To manage the risk of interstitial lung disease (ILD) with TDXD, experts now recommend routine screening with high-resolution chest CT scans every 6-12 weeks. This practice aims to catch asymptomatic, grade 1 ILD early, allowing for treatment holds and steroid intervention, which may preserve the option to rechallenge.

Interstitial Lung Disease (ILD) is a significant risk with TDXD. However, a history of a completely resolved grade 1 event does not automatically preclude a patient from receiving the drug again. Clinicians may consider a re-challenge, balancing the risk against the lack of other viable therapies.

Given the risk of interstitial lung disease (ILD) with TDXD, clinicians should consider a baseline pulmonology consult for NSCLC patients with pre-existing lung issues. This proactive step helps establish a baseline and can prevent mismanaging potential adverse events.

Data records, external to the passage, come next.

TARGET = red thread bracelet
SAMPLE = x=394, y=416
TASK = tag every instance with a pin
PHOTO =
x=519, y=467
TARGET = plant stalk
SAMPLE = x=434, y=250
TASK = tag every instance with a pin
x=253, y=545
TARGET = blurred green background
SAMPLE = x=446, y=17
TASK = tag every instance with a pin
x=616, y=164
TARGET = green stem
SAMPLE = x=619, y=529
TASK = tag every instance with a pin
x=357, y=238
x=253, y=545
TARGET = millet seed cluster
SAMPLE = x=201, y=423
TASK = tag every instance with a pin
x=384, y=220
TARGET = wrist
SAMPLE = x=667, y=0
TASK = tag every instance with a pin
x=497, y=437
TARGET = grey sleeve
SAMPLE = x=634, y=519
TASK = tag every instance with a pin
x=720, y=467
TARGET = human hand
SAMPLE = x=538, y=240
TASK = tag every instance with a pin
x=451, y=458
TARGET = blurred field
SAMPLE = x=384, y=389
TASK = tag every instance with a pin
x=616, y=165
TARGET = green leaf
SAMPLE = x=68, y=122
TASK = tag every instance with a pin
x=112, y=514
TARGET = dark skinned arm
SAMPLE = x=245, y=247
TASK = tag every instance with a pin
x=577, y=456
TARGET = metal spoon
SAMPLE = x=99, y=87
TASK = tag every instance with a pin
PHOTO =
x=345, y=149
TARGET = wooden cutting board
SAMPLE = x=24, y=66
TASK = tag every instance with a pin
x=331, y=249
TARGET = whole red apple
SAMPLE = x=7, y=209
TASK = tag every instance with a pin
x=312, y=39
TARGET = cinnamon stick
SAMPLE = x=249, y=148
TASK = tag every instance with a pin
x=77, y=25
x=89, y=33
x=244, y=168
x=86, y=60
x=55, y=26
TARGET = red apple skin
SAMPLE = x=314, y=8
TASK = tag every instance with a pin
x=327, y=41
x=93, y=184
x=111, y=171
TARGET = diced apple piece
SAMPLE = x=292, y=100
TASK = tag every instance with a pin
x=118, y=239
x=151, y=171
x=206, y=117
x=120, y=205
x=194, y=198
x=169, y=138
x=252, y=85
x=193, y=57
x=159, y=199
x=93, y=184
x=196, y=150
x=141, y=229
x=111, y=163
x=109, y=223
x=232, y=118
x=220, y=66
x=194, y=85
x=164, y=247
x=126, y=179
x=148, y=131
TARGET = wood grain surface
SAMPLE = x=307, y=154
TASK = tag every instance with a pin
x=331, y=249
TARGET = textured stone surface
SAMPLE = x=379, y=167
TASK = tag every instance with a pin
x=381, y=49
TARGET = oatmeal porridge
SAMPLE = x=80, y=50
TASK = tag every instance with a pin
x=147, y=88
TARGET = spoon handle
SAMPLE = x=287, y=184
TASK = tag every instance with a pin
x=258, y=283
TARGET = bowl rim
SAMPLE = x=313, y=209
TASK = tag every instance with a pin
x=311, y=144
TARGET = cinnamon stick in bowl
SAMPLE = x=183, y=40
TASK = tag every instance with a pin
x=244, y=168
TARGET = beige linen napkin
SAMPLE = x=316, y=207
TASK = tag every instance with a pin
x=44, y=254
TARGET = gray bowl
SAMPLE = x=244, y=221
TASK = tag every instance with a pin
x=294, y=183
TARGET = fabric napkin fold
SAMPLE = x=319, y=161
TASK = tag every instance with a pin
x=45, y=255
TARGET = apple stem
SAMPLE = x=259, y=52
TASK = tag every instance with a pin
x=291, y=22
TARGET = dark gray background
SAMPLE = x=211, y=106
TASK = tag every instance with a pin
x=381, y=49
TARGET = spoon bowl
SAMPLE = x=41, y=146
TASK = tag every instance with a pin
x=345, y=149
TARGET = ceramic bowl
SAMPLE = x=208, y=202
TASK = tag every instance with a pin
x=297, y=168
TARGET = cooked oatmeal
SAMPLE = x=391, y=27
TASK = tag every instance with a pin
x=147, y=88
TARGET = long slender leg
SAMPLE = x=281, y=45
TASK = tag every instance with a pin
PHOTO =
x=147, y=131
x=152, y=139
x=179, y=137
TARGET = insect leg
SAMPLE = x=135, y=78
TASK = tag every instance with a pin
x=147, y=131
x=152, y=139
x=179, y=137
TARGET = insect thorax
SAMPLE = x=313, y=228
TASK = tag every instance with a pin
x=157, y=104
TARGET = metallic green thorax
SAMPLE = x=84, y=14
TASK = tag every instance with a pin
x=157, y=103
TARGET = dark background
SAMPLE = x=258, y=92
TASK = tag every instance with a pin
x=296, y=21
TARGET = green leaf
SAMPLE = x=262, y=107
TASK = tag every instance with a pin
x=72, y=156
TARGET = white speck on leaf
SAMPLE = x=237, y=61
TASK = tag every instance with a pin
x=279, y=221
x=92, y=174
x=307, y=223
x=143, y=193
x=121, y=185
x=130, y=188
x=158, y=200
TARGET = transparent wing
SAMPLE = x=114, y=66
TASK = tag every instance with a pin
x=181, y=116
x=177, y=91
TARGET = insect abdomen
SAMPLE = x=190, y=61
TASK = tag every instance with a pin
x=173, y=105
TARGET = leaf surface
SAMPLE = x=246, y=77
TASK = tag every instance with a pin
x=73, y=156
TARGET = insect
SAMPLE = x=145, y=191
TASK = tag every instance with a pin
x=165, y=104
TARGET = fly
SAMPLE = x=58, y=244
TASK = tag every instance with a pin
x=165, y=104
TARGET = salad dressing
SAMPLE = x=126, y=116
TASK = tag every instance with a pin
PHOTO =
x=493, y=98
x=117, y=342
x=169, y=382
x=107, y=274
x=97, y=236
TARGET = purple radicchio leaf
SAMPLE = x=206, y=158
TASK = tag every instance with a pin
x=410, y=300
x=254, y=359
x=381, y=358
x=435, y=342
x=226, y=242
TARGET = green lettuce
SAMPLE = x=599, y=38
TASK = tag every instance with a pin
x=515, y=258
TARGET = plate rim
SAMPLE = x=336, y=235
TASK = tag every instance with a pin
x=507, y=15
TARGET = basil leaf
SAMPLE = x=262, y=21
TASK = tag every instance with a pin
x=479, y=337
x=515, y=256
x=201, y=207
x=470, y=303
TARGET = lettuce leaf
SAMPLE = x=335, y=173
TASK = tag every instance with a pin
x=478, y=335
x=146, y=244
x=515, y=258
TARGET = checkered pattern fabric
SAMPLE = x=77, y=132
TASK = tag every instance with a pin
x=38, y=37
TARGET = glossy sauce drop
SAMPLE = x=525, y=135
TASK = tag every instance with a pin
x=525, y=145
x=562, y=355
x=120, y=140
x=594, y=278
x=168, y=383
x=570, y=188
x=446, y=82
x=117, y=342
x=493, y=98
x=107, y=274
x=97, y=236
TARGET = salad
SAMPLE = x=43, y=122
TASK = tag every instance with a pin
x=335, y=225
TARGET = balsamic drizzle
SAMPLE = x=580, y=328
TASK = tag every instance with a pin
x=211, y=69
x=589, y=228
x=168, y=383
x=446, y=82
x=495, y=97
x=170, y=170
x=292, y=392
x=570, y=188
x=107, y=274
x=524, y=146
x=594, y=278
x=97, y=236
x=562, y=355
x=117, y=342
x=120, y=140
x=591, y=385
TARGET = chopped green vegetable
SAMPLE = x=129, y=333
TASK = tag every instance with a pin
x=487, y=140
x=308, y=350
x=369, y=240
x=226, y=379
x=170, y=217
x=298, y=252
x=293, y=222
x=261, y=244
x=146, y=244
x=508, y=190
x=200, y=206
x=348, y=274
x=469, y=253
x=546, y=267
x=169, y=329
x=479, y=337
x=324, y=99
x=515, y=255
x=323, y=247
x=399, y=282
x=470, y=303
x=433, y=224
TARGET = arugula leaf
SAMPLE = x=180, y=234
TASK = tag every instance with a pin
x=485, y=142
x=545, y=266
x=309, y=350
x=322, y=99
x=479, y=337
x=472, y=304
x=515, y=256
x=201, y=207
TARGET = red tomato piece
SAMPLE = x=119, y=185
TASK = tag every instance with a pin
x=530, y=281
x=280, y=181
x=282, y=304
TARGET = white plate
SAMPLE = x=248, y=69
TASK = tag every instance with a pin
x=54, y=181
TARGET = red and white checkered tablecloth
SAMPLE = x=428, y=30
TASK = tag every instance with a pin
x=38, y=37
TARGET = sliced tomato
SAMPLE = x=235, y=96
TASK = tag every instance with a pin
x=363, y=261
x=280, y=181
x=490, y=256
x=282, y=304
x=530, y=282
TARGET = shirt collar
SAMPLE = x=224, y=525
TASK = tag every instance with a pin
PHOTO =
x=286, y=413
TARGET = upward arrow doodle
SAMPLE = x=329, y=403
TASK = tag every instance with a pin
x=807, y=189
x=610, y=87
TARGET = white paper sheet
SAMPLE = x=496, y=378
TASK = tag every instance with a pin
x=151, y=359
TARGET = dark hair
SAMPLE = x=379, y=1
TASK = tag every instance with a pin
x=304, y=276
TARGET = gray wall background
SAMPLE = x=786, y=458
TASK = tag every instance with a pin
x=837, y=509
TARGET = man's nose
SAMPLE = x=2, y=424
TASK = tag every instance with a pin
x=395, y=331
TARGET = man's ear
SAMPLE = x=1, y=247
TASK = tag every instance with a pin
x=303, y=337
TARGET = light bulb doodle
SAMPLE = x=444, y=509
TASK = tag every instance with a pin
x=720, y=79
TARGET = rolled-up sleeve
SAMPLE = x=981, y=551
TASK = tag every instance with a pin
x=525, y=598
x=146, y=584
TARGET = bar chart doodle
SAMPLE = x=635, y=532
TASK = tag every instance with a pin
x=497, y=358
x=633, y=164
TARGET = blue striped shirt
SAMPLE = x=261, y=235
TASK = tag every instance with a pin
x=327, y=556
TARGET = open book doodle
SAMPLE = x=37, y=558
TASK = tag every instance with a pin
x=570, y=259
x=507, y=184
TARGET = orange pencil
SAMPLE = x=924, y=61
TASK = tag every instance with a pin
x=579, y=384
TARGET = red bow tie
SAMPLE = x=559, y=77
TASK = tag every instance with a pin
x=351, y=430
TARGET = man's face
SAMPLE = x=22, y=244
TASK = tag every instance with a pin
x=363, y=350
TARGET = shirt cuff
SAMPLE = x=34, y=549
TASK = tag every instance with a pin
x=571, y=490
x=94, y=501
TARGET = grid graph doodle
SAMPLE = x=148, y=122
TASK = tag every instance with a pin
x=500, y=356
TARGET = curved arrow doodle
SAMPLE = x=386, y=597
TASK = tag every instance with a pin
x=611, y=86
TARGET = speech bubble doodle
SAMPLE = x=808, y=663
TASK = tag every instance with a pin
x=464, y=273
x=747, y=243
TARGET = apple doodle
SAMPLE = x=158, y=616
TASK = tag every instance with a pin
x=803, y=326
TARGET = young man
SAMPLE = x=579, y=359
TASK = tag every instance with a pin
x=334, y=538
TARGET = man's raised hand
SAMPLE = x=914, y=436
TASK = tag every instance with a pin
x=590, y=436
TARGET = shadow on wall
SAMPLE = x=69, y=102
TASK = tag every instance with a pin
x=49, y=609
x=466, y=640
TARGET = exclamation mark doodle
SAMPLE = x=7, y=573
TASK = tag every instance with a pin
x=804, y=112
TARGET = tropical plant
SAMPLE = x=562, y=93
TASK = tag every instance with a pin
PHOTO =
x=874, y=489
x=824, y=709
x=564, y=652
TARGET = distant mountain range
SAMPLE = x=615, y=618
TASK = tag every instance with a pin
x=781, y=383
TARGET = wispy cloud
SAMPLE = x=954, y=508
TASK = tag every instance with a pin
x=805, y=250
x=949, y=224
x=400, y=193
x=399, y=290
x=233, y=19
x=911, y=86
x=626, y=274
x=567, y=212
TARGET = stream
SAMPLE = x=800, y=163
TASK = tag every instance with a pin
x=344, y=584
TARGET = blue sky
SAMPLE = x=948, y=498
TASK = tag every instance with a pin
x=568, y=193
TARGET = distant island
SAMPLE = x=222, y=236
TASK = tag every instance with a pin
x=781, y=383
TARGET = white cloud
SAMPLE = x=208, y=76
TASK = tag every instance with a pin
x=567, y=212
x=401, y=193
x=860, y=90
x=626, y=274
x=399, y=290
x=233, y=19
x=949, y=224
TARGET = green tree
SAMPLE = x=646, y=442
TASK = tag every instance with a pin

Contrary to initial fears, both clinical trial and real-world data show that patients experiencing asymptomatic, grade 1 interstitial lung disease (ILD) from TDXD can be safely retreated. This allows patients to continue benefiting from a highly effective therapy without undue risk.

The risk of serious interstitial lung disease (ILD) with the drug TDXD is heavily dependent on the total duration of therapy. A short, 4-cycle neoadjuvant course has a low 4% ILD rate, whereas a longer 14-cycle adjuvant course sees this risk more than double to over 10%, making the shorter pre-surgical approach significantly safer.

To proactively screen for interstitial lung disease (ILD), a serious risk with trastuzumab deruxtecan (TDXD), imaging should be conducted more frequently than the typical 12-week interval. The recommended strategy is to scan patients every nine weeks, or after every three cycles, to identify asymptomatic Grade 1 ILD cases early.